For three- to six-year-olds, Ramsey recommends that “commissions” be paid on the spot, immediately after work is performed. “Children need to have instant ‘atta boys’ and money for work. This allows them to make the emotional connection and they are more willing to do the chore next time.” With respect to saving, the saving goals should be achievable in a relatively short time period, so that the payoff for saving isn’t so far into the future that it seems out of reach. “When they have saved and they buy it, there is a sense of pride that will make you smile a lot more than if you simply bought it for them.”

For ages six to 13, their ‘commission’ should be paid weekly, based on a tracking system that lists their chores and what they will be paid for each. Granted, many household chores are tasks that kids should do because they are part of the family and at no pay—such as cleaning their room, taking out the trash, etc.—but , writes Ramsey, “Paying for them gives you teachable moments about money and helps make the emotional connection between money and work.” On payday, says Ramsey, the kids’ should divide their pay among three envelopes or containers: one for spending, one for saving, and one for giving.

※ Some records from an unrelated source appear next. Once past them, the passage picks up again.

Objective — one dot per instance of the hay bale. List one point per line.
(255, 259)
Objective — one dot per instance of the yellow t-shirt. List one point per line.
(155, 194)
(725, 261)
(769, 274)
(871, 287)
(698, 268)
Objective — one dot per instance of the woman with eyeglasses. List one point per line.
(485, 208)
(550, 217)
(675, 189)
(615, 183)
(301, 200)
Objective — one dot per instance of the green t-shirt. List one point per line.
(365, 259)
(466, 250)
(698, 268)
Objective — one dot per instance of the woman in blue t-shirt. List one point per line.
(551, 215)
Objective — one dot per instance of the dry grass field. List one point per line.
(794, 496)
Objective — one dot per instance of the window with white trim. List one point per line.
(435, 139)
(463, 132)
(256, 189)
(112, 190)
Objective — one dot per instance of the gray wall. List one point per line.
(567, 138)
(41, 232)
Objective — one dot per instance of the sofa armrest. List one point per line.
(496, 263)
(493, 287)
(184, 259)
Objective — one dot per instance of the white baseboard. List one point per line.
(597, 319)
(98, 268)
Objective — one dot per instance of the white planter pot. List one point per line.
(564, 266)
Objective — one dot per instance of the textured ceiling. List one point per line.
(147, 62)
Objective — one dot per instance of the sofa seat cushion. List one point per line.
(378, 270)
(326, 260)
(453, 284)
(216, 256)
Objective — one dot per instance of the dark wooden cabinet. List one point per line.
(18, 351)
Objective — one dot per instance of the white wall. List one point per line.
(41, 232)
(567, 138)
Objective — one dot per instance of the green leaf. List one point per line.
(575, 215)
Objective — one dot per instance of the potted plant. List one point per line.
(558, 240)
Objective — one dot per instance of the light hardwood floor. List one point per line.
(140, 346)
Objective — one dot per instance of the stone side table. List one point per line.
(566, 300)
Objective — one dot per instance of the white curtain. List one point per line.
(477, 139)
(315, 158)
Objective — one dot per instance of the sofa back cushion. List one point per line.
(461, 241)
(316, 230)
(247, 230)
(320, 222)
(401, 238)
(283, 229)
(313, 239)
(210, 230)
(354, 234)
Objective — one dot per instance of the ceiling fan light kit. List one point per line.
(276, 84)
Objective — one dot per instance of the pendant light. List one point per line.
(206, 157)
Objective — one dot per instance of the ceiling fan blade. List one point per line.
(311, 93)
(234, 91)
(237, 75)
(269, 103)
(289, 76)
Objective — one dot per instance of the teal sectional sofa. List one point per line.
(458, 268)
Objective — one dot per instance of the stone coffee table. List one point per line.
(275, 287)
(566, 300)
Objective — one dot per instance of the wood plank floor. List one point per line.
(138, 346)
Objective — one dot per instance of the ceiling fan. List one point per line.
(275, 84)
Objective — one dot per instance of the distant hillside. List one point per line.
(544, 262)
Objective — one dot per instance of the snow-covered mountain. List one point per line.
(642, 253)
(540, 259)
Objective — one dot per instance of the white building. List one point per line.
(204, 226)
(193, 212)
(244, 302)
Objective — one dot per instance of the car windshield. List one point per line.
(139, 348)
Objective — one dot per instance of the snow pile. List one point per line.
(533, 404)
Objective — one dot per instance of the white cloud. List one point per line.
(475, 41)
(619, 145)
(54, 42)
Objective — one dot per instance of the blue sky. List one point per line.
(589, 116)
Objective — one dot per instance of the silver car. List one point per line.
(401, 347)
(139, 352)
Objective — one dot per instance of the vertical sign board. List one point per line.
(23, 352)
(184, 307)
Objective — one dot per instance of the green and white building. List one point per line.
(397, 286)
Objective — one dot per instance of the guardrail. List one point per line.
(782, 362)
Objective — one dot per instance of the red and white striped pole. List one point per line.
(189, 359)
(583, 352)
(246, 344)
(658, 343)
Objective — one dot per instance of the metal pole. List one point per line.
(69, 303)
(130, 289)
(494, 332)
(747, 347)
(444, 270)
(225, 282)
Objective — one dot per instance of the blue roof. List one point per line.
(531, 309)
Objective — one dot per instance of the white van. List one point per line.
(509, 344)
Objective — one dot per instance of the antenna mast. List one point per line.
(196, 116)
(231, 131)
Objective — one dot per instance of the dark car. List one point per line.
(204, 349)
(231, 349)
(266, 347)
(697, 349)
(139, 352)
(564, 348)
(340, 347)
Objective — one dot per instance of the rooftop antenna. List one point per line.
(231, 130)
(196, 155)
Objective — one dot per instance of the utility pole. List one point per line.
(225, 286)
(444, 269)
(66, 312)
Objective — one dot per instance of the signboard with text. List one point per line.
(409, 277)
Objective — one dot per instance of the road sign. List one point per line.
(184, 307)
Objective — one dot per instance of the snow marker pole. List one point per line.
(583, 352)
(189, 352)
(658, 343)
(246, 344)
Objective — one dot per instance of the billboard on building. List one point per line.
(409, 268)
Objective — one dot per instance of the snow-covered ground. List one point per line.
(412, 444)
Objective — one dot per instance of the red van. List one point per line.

“Spending and giving at this age fosters problem-solving skills as the goal setting can get really detailed,” Ramsey writes. He noted that, for his kids, saving started to get serious at this age because he and his wife would not buy cars for their teenagers or let them to buy a car on credit. “Our first child started saving for her car when she was 10. By the time she was 14 she had picked out the kind of car she wanted.” By the time she was of age, she had saved $4,500, which her parents matched. “She and I shopped for months until we bought a really nice Mustang at below wholesale book for $9,000 cash.”

For kids who are 14 and older, budgeting can become even more serious. Ramsey suggests that, money-wise, parents should treat kids at that age “as adult as they are acting.” He recommends that “if you have them ready and their temperament is correct, release their own budgets to them”—while retaining parental veto power. “We opened a checking account for them with a debit card. We then established what portion of our budget was going to their clothes, entertainment, etc. Then we explained to them that, from now on, we were no longer paying for virtually anything directly, but we would be giving them X dollars per month to live on. If our daughter buys one dress and blow it all, she can’t go to the movies. If our son eats at expensive restaurants with his friends, no new clothes for school.”

Ramsey concludes his discussion of helping kids become money-wise by noting that “you are teaching your children how to live life well when you build their character and money management skills. Teach your children how to handle money or they will come home and live with your forever.”

If you have been procrastinating in teaching your kids about money, perhaps the vision of having adult children permanently camped out in your house will be sufficient motivation to start investing some of your time and mental energy into your young kids’ evolution to responsible money managers!